The Officer was principally concerned with the Applicant’s limited language
skills and the absence of details concerning her plans to find a job and become
qualified in Canada in her intended occupation. I see no reason to conclude
that the Officer failed to consider whether these important concerns were
outweighed by other factors. The absence of discussion of those other factors
in the Decision does not mean that they were not considered. The onus of
establishing that the other factors should outweigh the Applicant’s cited
shortcomings was on the Applicant. In addition, the Applicant bears the onus of
establishing that those other factors were not properly considered by the
Officer. I am not satisfied on either point.
[16]
With regard to the second point above, I am
satisfied that the Officer had the necessary experience and expertise to make a
determination of whether the test results provided by the Applicant indicated
that she had sufficient language skills to permit her to become economically
established in Canada. It was reasonable for the Officer to conclude that work
in her intended occupation, and even becoming qualified in that occupation,
requires greater language skills than the Applicant could demonstrate.
[17]
The Officer’s electronic notes concerning the
Applicant indicate that the Applicant’s proposal to take the language test
again in the hope of improving her results was not requested and suggests “that she may not have understood the contents of the
[pre-refusal] letter – which reinforces concern about her English lang[uage]
proficiency.” This reasoning seems flawed and unreasonable. However, it
was not mentioned in the Decision and I do not believe it formed a relevant
part of the reasons for the Decision.
[18]
The third argument raised by the Applicant in an
effort to show that the Decision was unreasonable is that the Officer focused
too much on the Applicant’s intended occupation. In my view, the Decision was
reasonable in this aspect since it was in this intended occupation that the
Applicant indicated she planned to become economically established. Other jobs
she referred to (e.g. at Tim Hortons or McDonalds) were intended simply to fund
the Applicant’s efforts to become qualified in Canada. It does not appear that
the Applicant’s plan was to become economically established by virtue of these
other jobs.
[19]
The Applicant’s fourth argument in support of
the unreasonableness of the Decision is that the Officer was not in a position
to conclude that the Applicant was not employable in Canada, as a teacher.

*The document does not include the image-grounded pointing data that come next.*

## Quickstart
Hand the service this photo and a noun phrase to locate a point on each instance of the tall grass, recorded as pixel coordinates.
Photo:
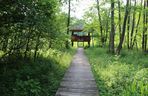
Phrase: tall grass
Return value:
(124, 75)
(40, 78)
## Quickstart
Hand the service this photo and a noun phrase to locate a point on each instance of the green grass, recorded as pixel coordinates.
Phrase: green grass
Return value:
(40, 78)
(124, 75)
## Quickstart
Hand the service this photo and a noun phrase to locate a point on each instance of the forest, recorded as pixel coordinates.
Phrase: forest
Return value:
(36, 51)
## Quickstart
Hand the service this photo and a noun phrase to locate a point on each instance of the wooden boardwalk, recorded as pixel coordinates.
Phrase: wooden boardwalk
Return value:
(78, 80)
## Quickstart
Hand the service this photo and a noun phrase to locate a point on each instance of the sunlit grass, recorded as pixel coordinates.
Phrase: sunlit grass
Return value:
(124, 75)
(39, 78)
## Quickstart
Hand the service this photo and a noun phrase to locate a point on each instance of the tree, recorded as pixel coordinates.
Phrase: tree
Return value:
(112, 32)
(123, 28)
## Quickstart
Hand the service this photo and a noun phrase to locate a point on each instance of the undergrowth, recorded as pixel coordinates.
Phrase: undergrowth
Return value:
(39, 78)
(124, 75)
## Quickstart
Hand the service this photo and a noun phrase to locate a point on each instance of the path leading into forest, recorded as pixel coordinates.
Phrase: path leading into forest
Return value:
(78, 80)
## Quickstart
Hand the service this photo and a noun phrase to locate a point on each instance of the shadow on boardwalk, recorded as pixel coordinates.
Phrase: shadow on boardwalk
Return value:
(78, 80)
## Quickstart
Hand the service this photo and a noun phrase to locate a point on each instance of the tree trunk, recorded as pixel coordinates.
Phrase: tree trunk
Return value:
(133, 26)
(124, 29)
(68, 21)
(112, 33)
(137, 25)
(100, 21)
(119, 14)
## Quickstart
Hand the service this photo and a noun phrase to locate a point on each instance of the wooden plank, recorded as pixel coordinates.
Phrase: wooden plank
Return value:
(78, 80)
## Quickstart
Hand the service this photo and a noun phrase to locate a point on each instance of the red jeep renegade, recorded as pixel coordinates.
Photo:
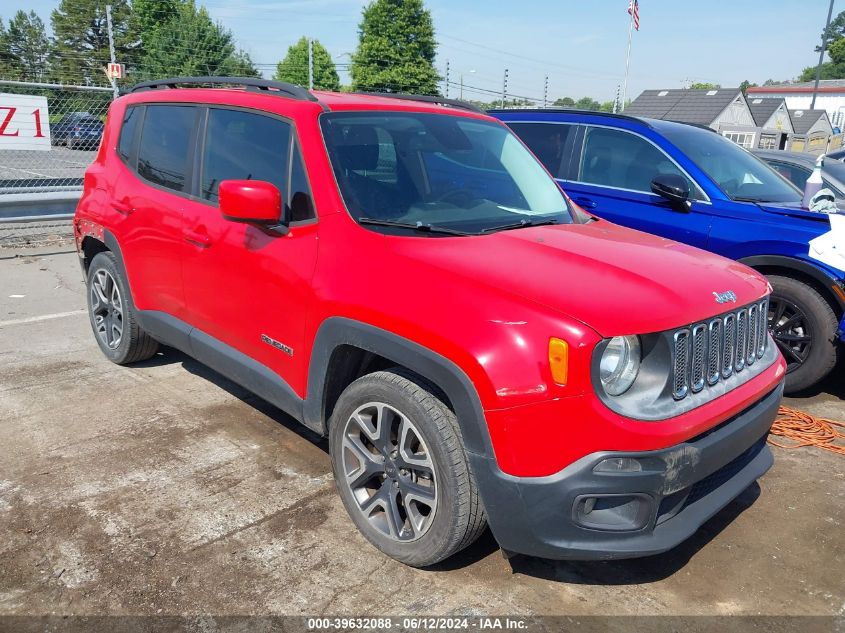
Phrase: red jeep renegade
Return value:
(401, 274)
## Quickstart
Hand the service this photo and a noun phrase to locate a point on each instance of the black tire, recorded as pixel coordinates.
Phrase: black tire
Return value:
(802, 313)
(458, 517)
(133, 344)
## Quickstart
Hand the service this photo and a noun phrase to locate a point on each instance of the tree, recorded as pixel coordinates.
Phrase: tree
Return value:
(745, 85)
(834, 31)
(149, 15)
(26, 47)
(294, 67)
(587, 103)
(834, 69)
(81, 49)
(396, 48)
(704, 86)
(192, 44)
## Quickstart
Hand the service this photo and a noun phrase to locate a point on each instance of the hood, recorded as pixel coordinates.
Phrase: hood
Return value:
(613, 279)
(794, 209)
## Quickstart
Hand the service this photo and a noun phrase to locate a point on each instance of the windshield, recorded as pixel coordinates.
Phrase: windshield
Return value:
(738, 173)
(438, 170)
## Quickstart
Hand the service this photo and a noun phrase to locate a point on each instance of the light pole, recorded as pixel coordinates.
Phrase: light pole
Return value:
(469, 72)
(821, 56)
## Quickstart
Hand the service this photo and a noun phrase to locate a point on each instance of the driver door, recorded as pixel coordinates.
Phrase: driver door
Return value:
(245, 286)
(613, 170)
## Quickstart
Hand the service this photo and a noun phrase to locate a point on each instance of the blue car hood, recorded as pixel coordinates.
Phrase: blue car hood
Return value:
(793, 209)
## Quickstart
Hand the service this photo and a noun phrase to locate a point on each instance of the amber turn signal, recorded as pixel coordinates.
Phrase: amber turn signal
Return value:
(559, 360)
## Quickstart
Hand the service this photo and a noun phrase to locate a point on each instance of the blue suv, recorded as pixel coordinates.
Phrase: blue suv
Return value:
(690, 184)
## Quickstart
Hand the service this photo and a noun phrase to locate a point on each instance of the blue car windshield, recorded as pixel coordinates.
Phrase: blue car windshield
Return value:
(451, 172)
(738, 173)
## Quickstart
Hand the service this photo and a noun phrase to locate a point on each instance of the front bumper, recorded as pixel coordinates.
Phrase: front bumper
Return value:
(582, 514)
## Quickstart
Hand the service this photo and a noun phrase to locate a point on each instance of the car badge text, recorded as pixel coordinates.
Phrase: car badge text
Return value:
(724, 297)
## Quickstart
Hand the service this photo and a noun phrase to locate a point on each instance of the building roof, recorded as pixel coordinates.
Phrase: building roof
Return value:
(803, 120)
(763, 109)
(825, 85)
(687, 106)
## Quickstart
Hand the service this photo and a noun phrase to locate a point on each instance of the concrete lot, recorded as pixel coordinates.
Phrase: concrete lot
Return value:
(163, 488)
(59, 162)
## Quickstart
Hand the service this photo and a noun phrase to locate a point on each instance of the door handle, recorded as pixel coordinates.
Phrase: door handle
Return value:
(585, 203)
(198, 237)
(122, 208)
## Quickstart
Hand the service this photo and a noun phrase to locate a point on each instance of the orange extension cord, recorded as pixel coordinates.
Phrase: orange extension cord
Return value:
(803, 429)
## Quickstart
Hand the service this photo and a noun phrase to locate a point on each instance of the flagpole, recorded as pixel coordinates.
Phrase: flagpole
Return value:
(627, 59)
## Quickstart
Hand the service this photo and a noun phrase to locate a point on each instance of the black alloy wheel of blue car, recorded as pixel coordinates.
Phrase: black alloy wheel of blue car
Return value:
(803, 326)
(790, 330)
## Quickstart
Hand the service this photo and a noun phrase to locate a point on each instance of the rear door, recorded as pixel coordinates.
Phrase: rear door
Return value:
(245, 286)
(610, 174)
(148, 198)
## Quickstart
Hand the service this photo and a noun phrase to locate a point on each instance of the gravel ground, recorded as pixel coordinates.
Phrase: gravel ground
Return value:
(164, 489)
(17, 238)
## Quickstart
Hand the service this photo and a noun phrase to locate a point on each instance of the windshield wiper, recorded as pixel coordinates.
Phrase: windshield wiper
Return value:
(416, 226)
(751, 199)
(518, 225)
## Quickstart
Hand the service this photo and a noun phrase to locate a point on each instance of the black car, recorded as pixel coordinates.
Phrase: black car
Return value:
(77, 130)
(796, 167)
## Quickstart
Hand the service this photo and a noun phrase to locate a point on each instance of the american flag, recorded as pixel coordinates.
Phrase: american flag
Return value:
(634, 10)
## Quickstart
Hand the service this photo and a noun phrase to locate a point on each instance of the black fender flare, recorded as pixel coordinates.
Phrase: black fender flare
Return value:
(338, 331)
(797, 265)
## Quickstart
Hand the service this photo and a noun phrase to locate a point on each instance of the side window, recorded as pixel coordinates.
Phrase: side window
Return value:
(613, 158)
(547, 141)
(244, 146)
(793, 173)
(300, 202)
(164, 149)
(126, 143)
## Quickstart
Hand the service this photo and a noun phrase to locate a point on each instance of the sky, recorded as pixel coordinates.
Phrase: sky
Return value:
(579, 44)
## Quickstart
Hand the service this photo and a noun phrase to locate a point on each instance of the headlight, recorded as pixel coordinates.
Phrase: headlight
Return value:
(620, 363)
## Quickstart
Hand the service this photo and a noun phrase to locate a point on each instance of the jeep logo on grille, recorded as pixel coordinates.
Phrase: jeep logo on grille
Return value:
(724, 297)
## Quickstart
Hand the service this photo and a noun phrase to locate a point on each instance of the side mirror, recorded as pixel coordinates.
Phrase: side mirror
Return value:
(252, 201)
(673, 188)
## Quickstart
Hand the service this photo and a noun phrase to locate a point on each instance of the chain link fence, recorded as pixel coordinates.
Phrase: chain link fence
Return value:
(56, 130)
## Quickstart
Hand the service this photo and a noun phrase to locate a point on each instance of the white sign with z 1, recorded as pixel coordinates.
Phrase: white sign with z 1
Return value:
(24, 122)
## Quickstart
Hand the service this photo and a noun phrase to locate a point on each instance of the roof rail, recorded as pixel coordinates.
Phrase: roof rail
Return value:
(455, 103)
(628, 117)
(288, 90)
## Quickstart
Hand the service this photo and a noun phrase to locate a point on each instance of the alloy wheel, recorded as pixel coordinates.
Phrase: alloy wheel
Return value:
(791, 331)
(389, 471)
(107, 309)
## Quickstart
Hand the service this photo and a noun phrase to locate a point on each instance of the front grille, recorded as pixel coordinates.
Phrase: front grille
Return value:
(705, 353)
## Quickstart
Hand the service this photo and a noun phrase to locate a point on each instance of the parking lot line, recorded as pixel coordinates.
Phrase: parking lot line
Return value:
(42, 317)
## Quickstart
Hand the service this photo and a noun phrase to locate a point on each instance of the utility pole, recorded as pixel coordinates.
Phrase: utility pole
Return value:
(310, 64)
(111, 49)
(462, 83)
(821, 56)
(628, 58)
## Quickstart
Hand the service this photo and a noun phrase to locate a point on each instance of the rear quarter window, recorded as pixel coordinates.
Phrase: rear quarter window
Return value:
(164, 148)
(126, 143)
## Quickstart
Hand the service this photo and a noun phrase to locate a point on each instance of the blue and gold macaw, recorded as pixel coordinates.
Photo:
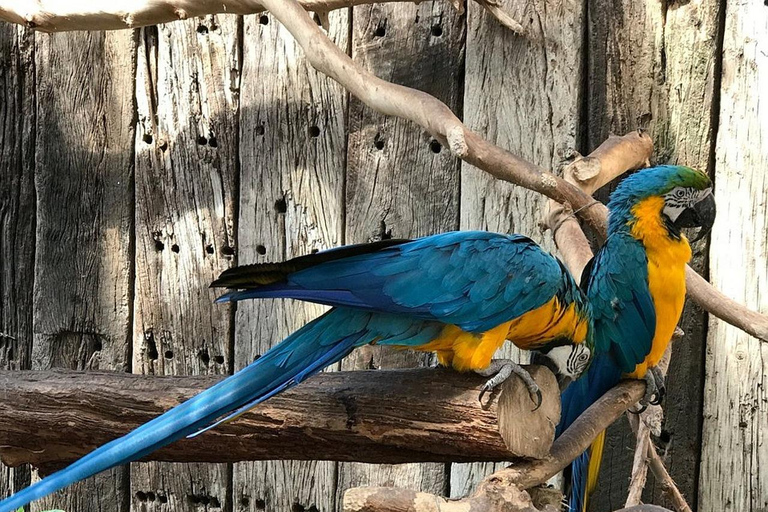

Again, the real concern is the Applicant’s language skills to work or become
qualified as a teacher. It appears that the parties do not disagree on the fact
that the Applicant’s foreign experience is such that she must become qualified
if she is to work as a teacher in Canada. Accordingly, I cannot agree with the
Applicant on this argument.
[20]
Finally, the Applicant argues that the Officer
was unreasonable in concluding that her language skills were insufficient. The
Applicant observes that she demonstrated language skills above the minimum
recommended by the province of Saskatchewan in order to do most jobs well. For
its part, the Respondent argues that it was open to the Officer to conclude
that the Applicant needed more than the minimum recommended language skills in
order to become economically established in Canada. The Respondent notes that
meeting the minimum requirement simply avoided the Applicant being screened out
from the outset. As stated above, the Officer has experience and expertise to
consider requirements for becoming economically established in Canada.
[21]
In my view, the following passage from Ijaz
at para 63 applies (in essence) here:
All in all, this meant that the Applicant had
no plan to pursue a teaching career, she had not produced the job offer for a
cashier position, and she had only modest language skills in English. It is not
difficult to see why the Officer was concerned that the Applicant had not
demonstrated how she would become economically established if she came to Canada.
IV.
Conclusion
[22]
In light of the foregoing, I have concluded that
this application should be dismissed.